Asked what challenges she faced when her husband was at the hospital, Eva said one of the hardest things she had to face was learning how to fill out insurance forms and how to pay bills. "I'd always let Don take care that, I ran the home, I did teaching at school and I took care of our children, I was involved in church, but I never was involved in paying, looking for insurance, taking care of the legal matters... those things I let Don handle... And suddenly, I was thrust into a situation where I had to deal with everything. It was very difficult."

Eva also spoke about her husband's depression following his experience. "He was so despondent, coming back from heaven, which I didn't find out until about a year and a half later," she said. "It was hurtful to me that he didn't talk to me, that he shut me out and I couldn't wrap my mind around why he wasn't glad to be alive again, why he wasn't glad to be back with our family."

But Eva, who was an elementary school teacher and the mother of three at the time, does not regret the hardships she faced.

"Well I've been involved in church since I was in nursery, I was raised in a Christian home, but as I walked through that I realized that my faith was really pretty shallow," she said. "I'd pray, but my prayer basically was, bless my family, take care of the missionaries. With this situation I had to really lean in to God. I had to really talk to Him, I had to really communicate with Him. And He communicated with me through for the Bible. It just made that relationship so much stronger so much deeper, to a point that I now have this relationship with my heavenly Father that I would not trade for anything. Even though I never would have wished for my husband to be re-hit by a truck… obviously, I still am so thankful for the fact that now my relationship with my heavenly Father is so much stronger than it was."
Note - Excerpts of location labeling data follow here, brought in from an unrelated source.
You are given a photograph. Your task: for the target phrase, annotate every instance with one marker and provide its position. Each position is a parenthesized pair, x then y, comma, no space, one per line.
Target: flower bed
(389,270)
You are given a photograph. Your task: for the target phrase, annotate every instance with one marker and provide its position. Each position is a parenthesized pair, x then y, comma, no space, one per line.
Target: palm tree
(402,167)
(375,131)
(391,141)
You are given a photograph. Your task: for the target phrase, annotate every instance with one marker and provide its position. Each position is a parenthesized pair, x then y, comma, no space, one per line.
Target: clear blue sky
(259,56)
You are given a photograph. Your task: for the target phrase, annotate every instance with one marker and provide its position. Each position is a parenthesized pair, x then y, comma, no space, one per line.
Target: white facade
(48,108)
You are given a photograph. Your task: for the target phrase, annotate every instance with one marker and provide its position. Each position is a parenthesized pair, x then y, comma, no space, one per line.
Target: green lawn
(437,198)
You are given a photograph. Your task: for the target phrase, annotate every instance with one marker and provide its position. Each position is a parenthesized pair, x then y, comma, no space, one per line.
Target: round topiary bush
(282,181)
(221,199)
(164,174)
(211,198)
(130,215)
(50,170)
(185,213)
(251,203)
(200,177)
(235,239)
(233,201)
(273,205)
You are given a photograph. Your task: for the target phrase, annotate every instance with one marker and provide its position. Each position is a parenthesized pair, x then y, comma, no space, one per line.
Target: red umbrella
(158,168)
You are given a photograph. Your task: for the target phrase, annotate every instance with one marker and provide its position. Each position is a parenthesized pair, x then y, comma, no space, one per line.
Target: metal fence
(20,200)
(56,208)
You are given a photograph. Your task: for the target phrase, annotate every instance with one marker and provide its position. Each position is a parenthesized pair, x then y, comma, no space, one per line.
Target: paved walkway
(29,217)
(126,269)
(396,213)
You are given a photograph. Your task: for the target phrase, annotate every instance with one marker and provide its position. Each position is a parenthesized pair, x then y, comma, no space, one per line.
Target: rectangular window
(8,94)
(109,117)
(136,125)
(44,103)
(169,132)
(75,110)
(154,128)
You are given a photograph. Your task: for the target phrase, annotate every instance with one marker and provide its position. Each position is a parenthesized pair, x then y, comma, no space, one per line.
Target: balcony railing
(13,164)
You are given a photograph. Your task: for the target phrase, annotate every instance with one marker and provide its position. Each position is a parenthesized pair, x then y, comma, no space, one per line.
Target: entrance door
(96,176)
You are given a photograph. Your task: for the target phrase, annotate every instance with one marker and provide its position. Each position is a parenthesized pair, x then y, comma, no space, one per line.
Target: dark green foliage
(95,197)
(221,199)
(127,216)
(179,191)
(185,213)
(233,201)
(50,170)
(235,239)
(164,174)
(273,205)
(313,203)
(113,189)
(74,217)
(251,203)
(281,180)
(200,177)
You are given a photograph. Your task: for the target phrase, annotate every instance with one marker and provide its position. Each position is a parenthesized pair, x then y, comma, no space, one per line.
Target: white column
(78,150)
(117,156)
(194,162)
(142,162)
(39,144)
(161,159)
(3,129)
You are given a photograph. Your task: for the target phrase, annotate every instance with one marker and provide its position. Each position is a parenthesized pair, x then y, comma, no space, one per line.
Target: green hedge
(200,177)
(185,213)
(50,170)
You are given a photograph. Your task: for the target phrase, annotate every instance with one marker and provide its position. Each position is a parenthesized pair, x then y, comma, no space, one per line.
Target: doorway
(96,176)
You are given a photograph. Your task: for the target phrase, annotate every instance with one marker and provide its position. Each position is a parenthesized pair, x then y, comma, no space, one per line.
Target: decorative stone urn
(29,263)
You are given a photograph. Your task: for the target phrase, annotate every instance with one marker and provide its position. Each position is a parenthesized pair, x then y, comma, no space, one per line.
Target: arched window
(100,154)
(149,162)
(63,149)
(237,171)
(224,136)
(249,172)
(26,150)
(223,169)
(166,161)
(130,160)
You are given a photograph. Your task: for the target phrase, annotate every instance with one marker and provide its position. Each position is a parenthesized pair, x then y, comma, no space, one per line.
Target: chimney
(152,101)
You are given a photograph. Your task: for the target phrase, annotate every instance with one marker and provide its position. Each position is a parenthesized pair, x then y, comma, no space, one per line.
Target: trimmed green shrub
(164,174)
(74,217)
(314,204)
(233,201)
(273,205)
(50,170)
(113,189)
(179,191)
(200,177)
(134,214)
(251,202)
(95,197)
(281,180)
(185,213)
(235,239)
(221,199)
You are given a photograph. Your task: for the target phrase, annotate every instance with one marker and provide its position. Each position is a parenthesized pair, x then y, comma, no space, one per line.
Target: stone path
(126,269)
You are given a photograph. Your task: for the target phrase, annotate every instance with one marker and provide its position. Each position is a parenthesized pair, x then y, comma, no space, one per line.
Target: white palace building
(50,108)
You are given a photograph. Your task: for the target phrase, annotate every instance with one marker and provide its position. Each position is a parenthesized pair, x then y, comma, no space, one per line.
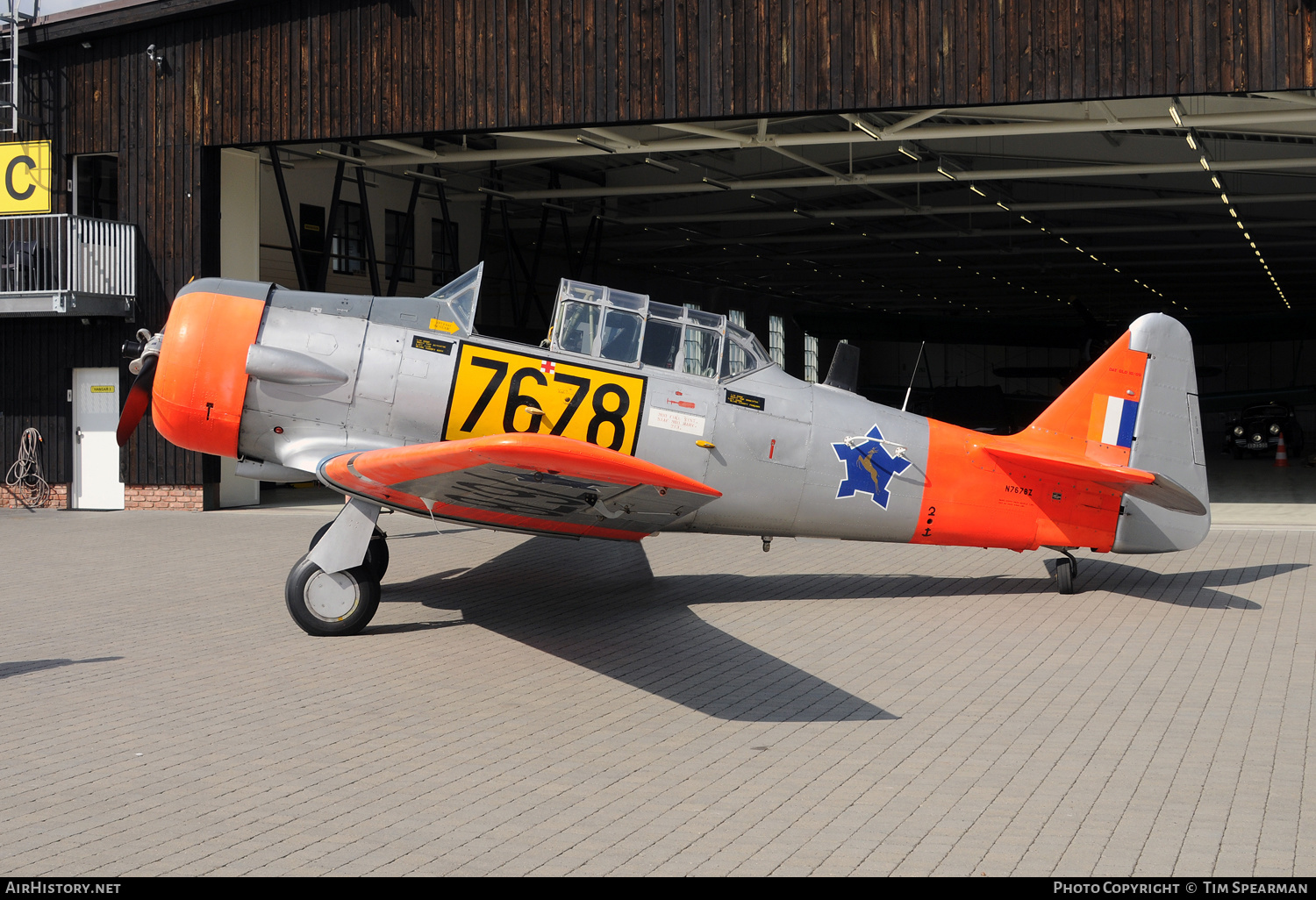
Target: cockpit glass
(462,294)
(702,346)
(744,353)
(578,326)
(621,334)
(662,344)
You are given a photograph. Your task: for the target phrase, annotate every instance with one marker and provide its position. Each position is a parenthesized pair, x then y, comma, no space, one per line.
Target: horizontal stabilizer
(1152,487)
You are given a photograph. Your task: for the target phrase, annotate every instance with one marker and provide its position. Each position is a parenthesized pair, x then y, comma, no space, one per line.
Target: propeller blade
(139,402)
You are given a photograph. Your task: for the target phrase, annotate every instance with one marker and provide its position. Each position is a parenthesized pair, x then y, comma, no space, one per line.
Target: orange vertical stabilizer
(1055,483)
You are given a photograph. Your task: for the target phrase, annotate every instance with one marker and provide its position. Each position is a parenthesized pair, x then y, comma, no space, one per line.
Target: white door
(97,403)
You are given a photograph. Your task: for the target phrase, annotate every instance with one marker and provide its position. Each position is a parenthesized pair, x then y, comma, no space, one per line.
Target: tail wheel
(329,604)
(376,552)
(1065,575)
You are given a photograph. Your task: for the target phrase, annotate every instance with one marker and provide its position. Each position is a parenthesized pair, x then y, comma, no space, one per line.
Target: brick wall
(136,496)
(162,496)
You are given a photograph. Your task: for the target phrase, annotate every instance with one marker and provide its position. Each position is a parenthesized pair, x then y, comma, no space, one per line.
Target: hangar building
(979,194)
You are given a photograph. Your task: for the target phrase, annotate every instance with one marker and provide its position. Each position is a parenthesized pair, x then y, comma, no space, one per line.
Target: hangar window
(811,360)
(349,250)
(776,339)
(442,250)
(399,245)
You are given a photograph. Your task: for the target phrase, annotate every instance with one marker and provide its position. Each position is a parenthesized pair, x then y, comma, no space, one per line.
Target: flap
(1153,487)
(537,483)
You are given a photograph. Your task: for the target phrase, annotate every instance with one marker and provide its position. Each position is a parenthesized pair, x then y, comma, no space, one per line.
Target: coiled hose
(25,479)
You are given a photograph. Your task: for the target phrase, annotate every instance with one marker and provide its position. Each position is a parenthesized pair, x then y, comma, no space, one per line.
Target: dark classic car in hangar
(1257,431)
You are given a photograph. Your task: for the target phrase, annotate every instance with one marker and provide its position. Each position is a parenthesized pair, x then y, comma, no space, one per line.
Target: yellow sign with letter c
(25,178)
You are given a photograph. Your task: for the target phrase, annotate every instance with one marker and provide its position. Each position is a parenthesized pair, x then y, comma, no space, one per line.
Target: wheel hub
(332,596)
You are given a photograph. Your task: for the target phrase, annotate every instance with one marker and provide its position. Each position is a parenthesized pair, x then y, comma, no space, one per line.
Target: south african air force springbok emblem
(868,468)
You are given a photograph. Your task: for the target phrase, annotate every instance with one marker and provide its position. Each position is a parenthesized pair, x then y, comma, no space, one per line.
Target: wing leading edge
(536,483)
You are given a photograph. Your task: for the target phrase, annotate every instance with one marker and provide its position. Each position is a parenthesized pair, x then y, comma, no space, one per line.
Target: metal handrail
(58,253)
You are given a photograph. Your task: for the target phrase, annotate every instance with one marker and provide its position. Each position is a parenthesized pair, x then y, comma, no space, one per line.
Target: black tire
(376,552)
(1065,576)
(333,612)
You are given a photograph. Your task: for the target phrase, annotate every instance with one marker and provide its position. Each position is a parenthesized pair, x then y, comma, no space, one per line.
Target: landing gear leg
(376,552)
(1066,570)
(334,587)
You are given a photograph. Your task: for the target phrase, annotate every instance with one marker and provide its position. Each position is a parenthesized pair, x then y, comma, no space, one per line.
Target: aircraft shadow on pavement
(597,604)
(1190,589)
(8,670)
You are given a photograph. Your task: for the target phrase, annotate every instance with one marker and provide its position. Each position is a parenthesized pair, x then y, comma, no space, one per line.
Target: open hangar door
(1016,241)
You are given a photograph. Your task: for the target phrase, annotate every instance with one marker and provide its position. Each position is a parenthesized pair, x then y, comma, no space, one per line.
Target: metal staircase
(11,18)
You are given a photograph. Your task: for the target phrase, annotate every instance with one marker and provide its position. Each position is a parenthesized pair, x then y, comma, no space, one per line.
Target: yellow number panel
(497,391)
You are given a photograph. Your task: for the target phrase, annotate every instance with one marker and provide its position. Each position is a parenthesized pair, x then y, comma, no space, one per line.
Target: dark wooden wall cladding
(310,70)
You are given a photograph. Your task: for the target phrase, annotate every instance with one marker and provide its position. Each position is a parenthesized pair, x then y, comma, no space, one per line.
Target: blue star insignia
(868,468)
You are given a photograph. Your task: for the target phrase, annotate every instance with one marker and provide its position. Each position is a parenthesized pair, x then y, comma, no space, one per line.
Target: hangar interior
(937,183)
(981,254)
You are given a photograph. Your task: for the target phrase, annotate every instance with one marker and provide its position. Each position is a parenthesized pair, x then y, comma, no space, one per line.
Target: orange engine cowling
(200,379)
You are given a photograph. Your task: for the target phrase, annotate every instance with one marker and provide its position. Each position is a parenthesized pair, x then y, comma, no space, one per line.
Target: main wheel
(324,604)
(376,552)
(1065,576)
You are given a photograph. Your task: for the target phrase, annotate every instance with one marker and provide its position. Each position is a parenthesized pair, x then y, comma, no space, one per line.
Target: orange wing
(536,483)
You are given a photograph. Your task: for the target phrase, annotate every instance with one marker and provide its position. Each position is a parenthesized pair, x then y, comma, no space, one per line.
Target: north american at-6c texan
(636,418)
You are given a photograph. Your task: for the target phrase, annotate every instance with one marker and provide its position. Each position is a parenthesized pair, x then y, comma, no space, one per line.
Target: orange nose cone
(200,381)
Eva added she's not the only one who has gone through a difficult time. "I think a lot of caregivers are kind of overlooked when they are dealing with and taking care of a loved one whether it's a car accident or a devastating illness." The caregiver, she added, "kind of gets pushed over in the corner because understandably a lot of people are very concerned about the person who's ill or who has been hurt."

Caregiving is a difficult job, Eva went on to say, "and I wrote this [book] to help people understand you can get through it, you can make it through."

Did she feel abandoned by God at any time? "No, I never felt that He abandoned me," she said. "I did question why He let the wreck happened to someone who was on his way to go back and preach at church, you know… how could this happen to someone who was doing what he was supposed to do?"

But it's better to question God than ignore Him, Eva concluded. "So any type of communication with God, I believe, is going to eventually turn into a positive."

Eva's book is "the story of a woman learning, step by darkened step, to go places she never thought she could go and growing into a person she never thought she could be."

"Packed with hard-earned wisdom about what it means to be a caregiver, to open yourself to the care of others, and to rest in God's provision, this book provides a dependable source of light to help you walk through the dark," the description adds.